Both of these losses came in the second half of the season, when Hingis seemed to slow down. She did not get her second wind until the year end championships, where she suddenly looked to be playing better tennis than at any time this year. She played three three-setters in three days, winning one of them, but showing improved serving and amazingly aggressive play in each of those matches. Earlier, Hingis had disclosed in an interview that she was suffering from an iron deficiency, something that could have been one cause for her lack of energy in long matches. Hingis, who has never been any more afraid of a microphone than of an opponent's racket, summed up her own year, saying her play in Madrid had vindicated her decision to return to tennis. To her, it proved she could compete against the world's very best players.
So what did 2006 prove to the rest of us? For starters, that the skeptics were wrong. The top girls haven't gotten any weaker. They are still banging the ball very, very hard, much harder than Hingis. But she has found a way to stay competitive with them, as she proved in Madrid. While her second serve still is a liability, her first serve now seems on the border of becoming a weapon. And her aggressiveness definitely is a weapon. Hingis is one of the few players who can successfully serve and volley and she can throw that tactic into the mix to further confuse her opponents. Combined with her creative baseline play, her legendary volleying skills and the lobs and drop shots that made her famous, Hingis, along with new world number one Justine Henin-Hardenne, is the player with the greatest variety of shots in the game.
Yet the key seems to me to be aggressiveness. Moving forward takes two things, courage and energy. She showed the courage in her match against Henin-Hardenne in Madrid, where she flubbed volley after volley, but kept coming in anyway. She lost the first set 2-6 and was down 2-5 in the second, but simply never gave up and wound up pulling out the second set in a tie-breaker. She was able to fight off match points and battle back from another big deficit in the third set against Mauresmo, which also demonstrated her improved conditioning in the wake of a very unfavorable schedule. If she shows up in Australia with both her courage and her improved conditioning, I expect even better results in 2007 than she achieved in 2006.
Finally, there is one more point which needs to be addressed in any appraisal of Martina Hingis' 2006 season. Hingis walked off courts to louder ovations this year than any other woman player. Once tagged by Sports Illustrated as the tennis' biggest villain, Hingis has become one of its most beloved players. Her smile, once called an arrogant smirk by many journalists, is now cherished by all those who missed the upbeat personality she brings to tennis. Even her severest critics have become fans to greater or lesser degrees. For many, it's because Hingis brings back clever, stylish play to a sport that had come to be dominated by "big babes" who can hit the cover off the ball, but also hit it out as often as they hit it in.

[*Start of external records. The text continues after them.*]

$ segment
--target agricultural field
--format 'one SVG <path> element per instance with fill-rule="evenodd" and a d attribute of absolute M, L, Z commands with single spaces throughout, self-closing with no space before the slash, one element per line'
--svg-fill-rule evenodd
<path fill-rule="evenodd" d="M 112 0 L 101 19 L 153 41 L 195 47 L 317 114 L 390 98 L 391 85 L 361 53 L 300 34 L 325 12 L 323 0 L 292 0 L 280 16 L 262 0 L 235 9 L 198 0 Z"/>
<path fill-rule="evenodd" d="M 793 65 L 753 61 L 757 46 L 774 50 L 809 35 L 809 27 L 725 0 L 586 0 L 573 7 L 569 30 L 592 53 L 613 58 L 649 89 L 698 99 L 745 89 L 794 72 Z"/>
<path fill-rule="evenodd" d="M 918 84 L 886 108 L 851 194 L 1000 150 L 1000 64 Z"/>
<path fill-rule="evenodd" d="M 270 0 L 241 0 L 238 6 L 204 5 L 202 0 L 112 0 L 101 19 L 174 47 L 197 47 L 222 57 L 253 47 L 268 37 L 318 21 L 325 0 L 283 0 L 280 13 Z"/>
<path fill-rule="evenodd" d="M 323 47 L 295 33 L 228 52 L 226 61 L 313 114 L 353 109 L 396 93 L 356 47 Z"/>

Once mentored by Chris Evert, Hingis is one of the heirs of Evert's tennis legacy. She is an average-sized woman who simply has great on-court savvy and remarkable athletic skills. She succeeds without overwhelming power and that gives hope to normal size players, both amateur and pro alike.
Hingis has appreciated the warmth she has been shown by fans around the world and gives off every sign that she is working hard to continue to deserve their affection. She also continued to show a social conscience in 2006. In Calcutta, India, Hingis not only won a tennis tournament, but found time to visit the shrine of Mother Teresa and donate funds to an orphanage. Her work with children, especially the world's poverty stricken children, means that tennis now has back in the fold one of its very best ambassadors.